Amruta has grown up in Sawantwadi. Educated, married and with two young children life seemed smooth.Her husband is a chemist and runs a pharmacy in the town, she helps him out and takes care of her two young children. But this wasn’t enough for her. She had a plot of ancestral land in the outskirts of the city, with chikku and mango trees surrounding it. It was lying unused when she decided to make that into a homestay with the help of a local travel organisation. From being a wife and mother, she became the Founder and CEO of Nandan Farms! Amruta has her own Scooty (Scooterette), zips around town and takes runs her own business. She says her husband doesn’t interfere in her decision. In her town, she is the go-to person for anyone who is considering anything to do with tourism. The evening that I was there, I tagged along as she met this young girl who was thinking of converting her family fish farms into fishing vacation homestays. She was asking Amruta if it made sense, and how to go about setting it up. Amruta manages to be ambitious but at the same time, is grounded and radiates oven-like warmth. I met her for the first time that afternoon, yet she invited me, a stranger, into her house, served me a great dinner and chatted with me late into the night.

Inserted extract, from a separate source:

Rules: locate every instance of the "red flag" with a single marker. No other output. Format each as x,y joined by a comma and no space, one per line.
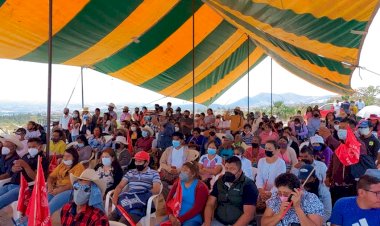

I walk around with this aura of being a city-girl, with arrogance of being the 4th generation educated person and 3rd generation woman driver (my maternal grandmother zipped around Chennai in an Ambassador). When I meet women from small towns and traditional families I have a pre-conceived notion that they’ve had it tough, that their family doesn’t support them, that their dreams have been squashed and independence questioned. Yet, when I encounter women like Amruta, I am surprised, thrilled and extremely proud of her and my country. This doesn’t mean all women have found themselves, but some have and that is pleasing.
I haven’t spoken to Amruta in 3 years but think of her often and of her willpower and determination. I think of how she didn’t let the small town or traditional background stop her from striving for her dreams. How she is spirited and ambitious without being aggressive (a.k.a. most city women) And I am always inspired.
So, if you happen to go to Sawantwadi and see a woman zipping around on a Scooty — it might just be Amruta… Give her my regards and wishes.